Roughly an hour after Falcon 9 lifted off from the Vandenberg Space Force Base in California on Thursday night, the rocket's second stage failed to reignite and deployed its 20 Starlink satellites on a shallow orbital path where they will soon reenter and burn up in Earth's atmosphere.
The attempt to reignite the engine "resulted in an engine RUD for reasons currently unknown," SpaceX CEO Elon Musk wrote early on Friday on his social media platform X, using an industry acronym for Rapid Unscheduled Disassembly that usually means explosion.
The Falcon 9 will be grounded until SpaceX investigates the cause of the failure, fixes the rocket and receives the agency's approval, the FAA said in a statement. That process could take several weeks or months, depending on the complexity of the failure and SpaceX's plan to fix it.
The botched mission of the world's most active rocket breaks a success streak of more than 300 straight missions during which SpaceX has maintained its dominance of the launch industry. Many countries and space companies rely on privately owned SpaceX, valued at roughly $200 billion, to send their satellites and astronauts into space.
Musk said SpaceX was updating the software of the Starlink satellites to force their on-board thrusters to fire harder than usual to avoid a fiery atmospheric re-entry.
"Unlike a Star Trek episode, this will probably not work, but it's worth a shot," Musk said.
The satellites' altitude is so shallow that Earth's gravity is pulling them 3 miles (5 km) closer toward the atmosphere with each orbit, SpaceX later said, confirming they would inevitably "re-enter Earth's atmosphere and fully demise."
SpaceX said the second stage's failure occurred after engineers detected a leak of liquid oxygen, a propellant.
The mishap occurred on Falcon 9's 354th mission. It was the first Falcon 9 failure since 2016, when a rocket exploded on a launch pad in Florida and destroyed its customer payload, an Israeli communications satellite.
"We knew this incredible run had to come to an end at some point," Tom Mueller, SpaceX's former vice president of propulsion who designed Falcon 9's engines, replied to Musk on X. "... The team will fix the problem and start the cycle again."
IMPACT ON SPACEX'S LAUNCH BUSINESS
The failure will likely stymie SpaceX's intensifying launch pace for the Falcon 9. The rocket's 96 launches last year were its most to date and exceeded the annual launch total in any country. By comparison, China, an increasingly competitive space rival to the U.S., launched 67 missions to space in 2023 using various rockets.
"It is extremely rare for Falcon to fail. They have a much better rate than almost any other rocket developed in terms of the success of their mission," said Will Whitehorn, chair of the venture capital firm Seraphim Space Investment Trust.

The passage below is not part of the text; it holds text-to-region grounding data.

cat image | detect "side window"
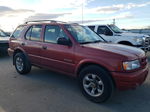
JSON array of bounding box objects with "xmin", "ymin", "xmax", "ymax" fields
[
  {"xmin": 12, "ymin": 25, "xmax": 26, "ymax": 38},
  {"xmin": 44, "ymin": 25, "xmax": 69, "ymax": 44},
  {"xmin": 0, "ymin": 30, "xmax": 7, "ymax": 37},
  {"xmin": 25, "ymin": 25, "xmax": 42, "ymax": 41},
  {"xmin": 88, "ymin": 26, "xmax": 95, "ymax": 31},
  {"xmin": 97, "ymin": 26, "xmax": 113, "ymax": 36}
]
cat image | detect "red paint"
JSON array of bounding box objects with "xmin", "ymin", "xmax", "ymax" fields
[{"xmin": 8, "ymin": 22, "xmax": 149, "ymax": 90}]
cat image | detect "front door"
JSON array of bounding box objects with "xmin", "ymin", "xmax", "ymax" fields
[
  {"xmin": 40, "ymin": 25, "xmax": 75, "ymax": 74},
  {"xmin": 97, "ymin": 26, "xmax": 114, "ymax": 43}
]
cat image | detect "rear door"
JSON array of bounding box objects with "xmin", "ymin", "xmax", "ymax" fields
[
  {"xmin": 23, "ymin": 25, "xmax": 43, "ymax": 65},
  {"xmin": 40, "ymin": 24, "xmax": 75, "ymax": 74}
]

Although Thursday night's Falcon 9 flight was an in-house mission, the rocket's grounding is likely to impact the company's upcoming customer missions.
Falcon 9 is the only U.S. rocket capable of sending NASA crews to the International Space Station. The U.S. space agency was expecting to launch its next astronaut mission in August, with SpaceX's Crew Dragon astronaut capsule launching atop the rocket.
NASA did not immediately respond to a request for comment. It has been trying to help fix unrelated problems with Boeing's Starliner spacecraft, which is in the midst of a high-stakes test mission to prove it can become NASA's second astronaut ride to orbit alongside Crew Dragon.
SpaceX was poised to launch as early as July 31 its Polaris Dawn Crew Dragon mission sending four private astronauts into orbit for a few days to conduct the first commercial spacewalk using the company's newly designed spacesuits.
Jared Isaacman, head of the Polaris program and a crew member on the mission, said he expects SpaceX to quickly recover from the failure.
"As for Polaris Dawn, we will fly whenever SpaceX is ready and with complete confidence in the rocket, spaceship and operations," Isaacman wrote on X.
Musk replied that "we will investigate the issue and look for any other potential near-misses."
SpaceX has launched about 7,000 Starlink satellites of various designs into space since 2018 for its global broadband internet network. Industry analysts have said the satellites on Thursday's mission could be worth at least $10 million combined.